When I was walking a dog (sadly, not mine, though I adore her) yesterday, I noticed that there were an inordinate number of slugs around. I noticed it first when I nearly trod on one and then slipped slightly sideways, into a bush on which a great deal more were feasting. And this got me wondering: Why were there suddenly so many of the little beasts about?
It seems that slugs particularly like micro-habitats which are less windy, more humid and which sit between 3 – 30 degrees c. This seems like quite a range to me and I certainly don’t often see so many slugs on the hottest days England tends to see. They like these conditions because they are primarily made up of water, which is lost quickly when it’s dry and hot. (this is one of the functions of the gloriously disgusting mucus which they leave behind wherever they go. I had a slug infestation in university accommodation and did not enjoy the presence of mucus when eating breakfast; in the countryside, though, it’s quite fascinating to see plants covered in this strange substance). However, when conditions are not favourable, they may hide underneath things. These areas, though, can often be flooded when the weather goes from pleasantly cool and damp to torrential. Slugs may come out then to stop them drowning.
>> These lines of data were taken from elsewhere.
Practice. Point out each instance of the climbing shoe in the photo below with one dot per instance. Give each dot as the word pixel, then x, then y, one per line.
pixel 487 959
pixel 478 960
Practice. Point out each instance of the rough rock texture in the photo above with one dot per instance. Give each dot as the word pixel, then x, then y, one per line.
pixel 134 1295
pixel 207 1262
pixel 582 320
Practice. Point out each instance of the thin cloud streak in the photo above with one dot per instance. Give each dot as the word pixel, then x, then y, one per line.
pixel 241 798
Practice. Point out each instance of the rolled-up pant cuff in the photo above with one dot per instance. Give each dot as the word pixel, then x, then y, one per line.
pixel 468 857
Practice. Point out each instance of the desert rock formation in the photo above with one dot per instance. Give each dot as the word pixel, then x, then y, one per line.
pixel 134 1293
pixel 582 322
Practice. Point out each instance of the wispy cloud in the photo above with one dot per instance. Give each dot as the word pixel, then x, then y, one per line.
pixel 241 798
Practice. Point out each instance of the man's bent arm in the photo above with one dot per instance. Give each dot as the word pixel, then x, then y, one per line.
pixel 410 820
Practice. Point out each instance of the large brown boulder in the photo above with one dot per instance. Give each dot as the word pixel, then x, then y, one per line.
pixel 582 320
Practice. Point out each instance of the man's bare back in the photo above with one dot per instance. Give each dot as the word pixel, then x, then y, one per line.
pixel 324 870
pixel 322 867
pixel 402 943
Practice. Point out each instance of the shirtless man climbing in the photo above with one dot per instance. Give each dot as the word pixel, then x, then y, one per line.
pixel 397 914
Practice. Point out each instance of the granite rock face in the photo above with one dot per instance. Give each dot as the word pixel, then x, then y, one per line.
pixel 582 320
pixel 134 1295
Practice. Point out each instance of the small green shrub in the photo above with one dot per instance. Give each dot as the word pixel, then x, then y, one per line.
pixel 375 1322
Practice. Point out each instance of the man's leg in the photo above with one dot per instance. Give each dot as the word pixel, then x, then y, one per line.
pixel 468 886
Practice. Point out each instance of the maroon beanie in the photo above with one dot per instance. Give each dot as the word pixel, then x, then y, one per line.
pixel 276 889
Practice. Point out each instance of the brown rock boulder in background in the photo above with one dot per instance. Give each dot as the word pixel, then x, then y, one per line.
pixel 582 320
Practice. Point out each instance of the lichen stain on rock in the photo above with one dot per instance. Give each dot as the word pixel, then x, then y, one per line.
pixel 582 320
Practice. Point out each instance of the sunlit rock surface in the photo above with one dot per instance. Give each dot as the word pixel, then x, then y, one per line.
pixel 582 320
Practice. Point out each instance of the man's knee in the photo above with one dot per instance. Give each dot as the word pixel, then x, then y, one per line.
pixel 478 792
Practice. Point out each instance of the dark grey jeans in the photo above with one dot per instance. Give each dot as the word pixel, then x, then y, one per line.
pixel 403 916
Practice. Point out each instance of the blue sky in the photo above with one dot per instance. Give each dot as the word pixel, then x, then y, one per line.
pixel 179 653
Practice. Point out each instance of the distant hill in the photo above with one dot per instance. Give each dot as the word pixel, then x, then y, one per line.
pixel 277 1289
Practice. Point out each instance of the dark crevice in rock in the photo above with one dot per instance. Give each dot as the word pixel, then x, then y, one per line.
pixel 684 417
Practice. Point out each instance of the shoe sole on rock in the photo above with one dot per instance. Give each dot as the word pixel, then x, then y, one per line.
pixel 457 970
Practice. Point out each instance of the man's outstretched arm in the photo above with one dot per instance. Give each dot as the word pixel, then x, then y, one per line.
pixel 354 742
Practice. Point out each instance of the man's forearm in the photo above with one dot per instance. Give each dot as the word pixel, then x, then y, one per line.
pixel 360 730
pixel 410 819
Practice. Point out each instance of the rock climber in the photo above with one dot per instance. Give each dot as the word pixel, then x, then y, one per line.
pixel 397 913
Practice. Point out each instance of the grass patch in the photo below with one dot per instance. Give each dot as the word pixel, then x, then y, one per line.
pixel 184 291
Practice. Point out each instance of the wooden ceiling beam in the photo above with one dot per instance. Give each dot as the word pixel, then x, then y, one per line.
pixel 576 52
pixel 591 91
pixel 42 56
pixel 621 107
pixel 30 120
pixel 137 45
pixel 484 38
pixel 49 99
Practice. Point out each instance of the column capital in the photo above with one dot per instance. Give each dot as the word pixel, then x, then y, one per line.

Something I need to go back and explore, though, is the fact that slugs often have mites running all over them. These mites may feed on the mucus of slugs, which is a wonderful example of there being so much more to each creature than first meets the eye. Apparently, these tiny mites even move into and out of the slug’s breathing pores without any problem to either minibeast.
In the featured image for this entry, you can see two pairs of feelers. I obviously made the slugs feel uncomfortable because every time I tried to get a good shot of these feelers, they would retract. One set is used for detecting light and reminds me of the bonus eye bees have. The other set are used for smell and taste (in some form, the senses that allow slugs to enjoy your gardens); slugs can sense food from several feet away which may be why you sometimes see them at full pace, determined to reach their favourite snack first.